Chart checks should be entered at the end of each shift so you can easily check the orders that were completed the previous shift and make sure none were missed. That's the actual purpose of them. It's actually very helpful.

Obviously if this patient is new to you, you review the whole chart. But say a last minute order is put in or someone just missed an order in a sea of new orders, a chart check helps cover that.

Sometimes, you have no new orders on a shift, and then you can quickly just complete it.

They are important and serve a purpose.

It sounds like an extra step to document something, IMO. Less about whether the chart check itself is important or not.

It would be like having to enter an order for patient rounding so that you could document that you rounded.

You have number of more important things to worry about right now, but maybe after you're established a bit you could find out if this could be added to your facility's EMR build as a permanent area you can check off as "done." For now, it looks like their procedure is that you must enter the order to fire a task for you to complete.

Specializes in Critical Care.

There is no reason to specifically document a "chart check" with an EMR, the purpose of a "chart check" with paper order entry was to make sure all the written orders had been transcribed, entered into the computer, etc, with current EMRs the order goes directly into the system. In some places it may have also been used to ensure that the nurse had reviewed recent orders, although that is now tracked automatically by the EMR.

Old habits are hard to break and sometimes in the switch to EMR we insist on continuing old habits even though they may no longer serve a purpose. "Signing off" orders for instance used to be how we checked the written order to how it was transcribed or entered into an EMR, I worked at a place that when they switched to no paper orders (computer order entry only) the act of "signing off" orders was so habitual that they were going to the orders screen and hitting "print screen" and then checking to make sure the printout of the orders screen matched the order screen.

Specializes in Neuro, Telemetry.

I work at both a hospital with an EMR and another one that is still paper. The paper hospital def needs a chart check.
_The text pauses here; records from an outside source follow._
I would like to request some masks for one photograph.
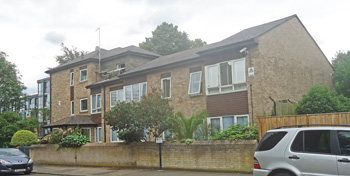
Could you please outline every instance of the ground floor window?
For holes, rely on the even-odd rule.
[[[111,127],[111,130],[110,130],[110,133],[111,133],[111,142],[124,142],[123,140],[120,140],[118,138],[118,131],[117,130],[113,130],[112,127]]]
[[[96,143],[102,142],[102,128],[101,127],[97,127],[95,129],[95,142]]]
[[[220,132],[228,129],[232,125],[248,124],[248,115],[227,115],[219,117],[208,117],[207,122],[209,127],[214,132]]]
[[[81,128],[81,134],[86,136],[89,141],[91,141],[91,129],[90,128]]]

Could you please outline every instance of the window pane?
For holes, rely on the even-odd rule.
[[[124,93],[123,90],[118,90],[118,102],[122,102],[124,101],[123,97],[124,97]]]
[[[304,131],[305,152],[331,153],[330,131]]]
[[[238,116],[237,124],[248,124],[248,116]]]
[[[224,123],[224,130],[235,124],[234,117],[222,117]]]
[[[101,95],[97,95],[97,108],[101,108]]]
[[[212,93],[218,93],[219,92],[219,88],[216,87],[216,88],[208,88],[208,93],[209,94],[212,94]]]
[[[74,114],[74,101],[71,101],[71,113]]]
[[[141,97],[147,94],[147,83],[141,84]]]
[[[87,70],[80,71],[80,81],[87,80]]]
[[[102,141],[102,128],[98,128],[98,141]]]
[[[287,132],[267,132],[259,142],[256,151],[267,151],[274,148],[287,134]]]
[[[339,131],[338,139],[341,154],[350,155],[350,131]]]
[[[199,93],[201,83],[201,72],[191,73],[190,75],[190,91],[189,93]]]
[[[70,73],[70,85],[74,85],[74,72]]]
[[[234,84],[246,82],[245,60],[233,62],[233,70],[234,70],[234,74],[233,74]]]
[[[210,128],[214,134],[220,132],[220,118],[210,119]]]
[[[304,132],[301,131],[298,133],[298,135],[295,137],[293,144],[292,144],[292,151],[293,152],[303,152],[303,134]]]
[[[111,92],[111,107],[117,104],[117,91]]]
[[[119,141],[118,139],[118,131],[117,130],[111,130],[112,131],[112,142],[117,142]]]
[[[208,87],[217,87],[218,85],[218,66],[210,66],[208,67]]]
[[[139,84],[132,85],[132,100],[140,101],[140,87]]]
[[[89,141],[91,141],[91,139],[90,139],[90,129],[88,129],[88,128],[82,128],[82,129],[81,129],[81,134],[84,135],[84,136],[86,136],[86,137],[89,139]]]
[[[170,79],[163,79],[163,98],[169,98],[170,97]]]
[[[232,84],[232,63],[225,62],[220,64],[220,83],[221,86]]]
[[[125,87],[125,101],[130,102],[131,101],[131,86]]]
[[[87,110],[87,99],[81,100],[81,110],[86,111]]]
[[[96,95],[92,95],[91,106],[92,109],[96,109]]]

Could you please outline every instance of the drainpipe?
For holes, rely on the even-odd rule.
[[[275,116],[277,116],[276,101],[272,97],[269,98],[273,102],[273,113],[275,114]]]
[[[103,86],[103,127],[104,127],[104,141],[106,143],[106,121],[105,121],[105,113],[106,113],[106,86]],[[102,116],[101,116],[102,118]],[[102,120],[102,119],[101,119]]]

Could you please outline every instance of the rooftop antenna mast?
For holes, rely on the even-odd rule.
[[[98,70],[99,70],[99,73],[101,73],[101,35],[100,35],[101,29],[100,27],[98,27],[96,31],[98,31]]]

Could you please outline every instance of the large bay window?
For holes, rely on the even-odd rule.
[[[207,94],[233,92],[247,88],[244,58],[209,65],[205,68]]]
[[[88,99],[80,99],[80,112],[86,112],[88,110]]]
[[[70,72],[70,86],[74,86],[74,72]]]
[[[228,115],[221,117],[208,117],[207,122],[213,132],[220,132],[232,125],[249,124],[248,115]]]
[[[111,127],[110,134],[111,134],[111,142],[124,142],[123,140],[118,138],[118,131],[113,130],[113,127]]]
[[[80,70],[80,82],[87,80],[87,69]]]
[[[124,91],[121,90],[115,90],[110,92],[110,102],[111,102],[111,108],[113,108],[118,102],[124,101]]]
[[[90,128],[81,128],[81,134],[86,136],[89,141],[91,141],[91,129]]]
[[[161,79],[162,97],[171,98],[171,78]]]
[[[96,143],[102,142],[102,128],[101,127],[95,128],[95,142]]]
[[[91,114],[101,112],[101,94],[91,95]]]
[[[147,83],[137,83],[124,86],[124,96],[126,102],[140,101],[142,96],[147,94]]]

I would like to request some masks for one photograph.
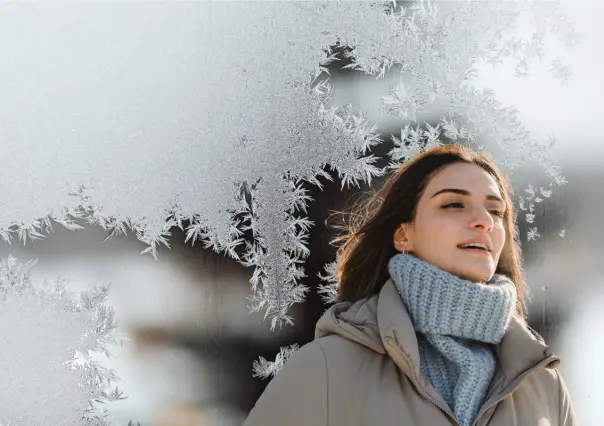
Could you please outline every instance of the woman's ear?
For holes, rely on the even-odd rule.
[[[407,229],[404,223],[402,223],[396,229],[396,231],[394,231],[394,237],[392,242],[394,244],[394,248],[401,253],[411,251],[409,238],[407,236]]]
Any orders you follow are on you. If someone didn't transcribe the order correctly, you just made a med error or lab error or missed a treatment or what not. That's on you. By signing that's you've checked the chart, shows that you are accepting the chart and have corrected any errors if found. It also means you reviewed results of labs and radiology and such and are taking responsibility over calling docs, or greeting lytes or whatever. If you don't sign the chart, you are still liable for all this, but if an error does occur, it will look even worse for you.

Specializes in Emergency, Telemetry, Transplant.
It would be like having to enter an order for patient rounding so that you could document that you rounded.

A little off the topic, I worked on a unit that had a sign off sheet in each room that the nurse had to initial every hour to indicate that the nurse rounded. Most nurses just initialed it 12 times near the end of their shifts. It did help me to realize the silliness of pointless 'charting' (even though these sheets were not part of the medical record).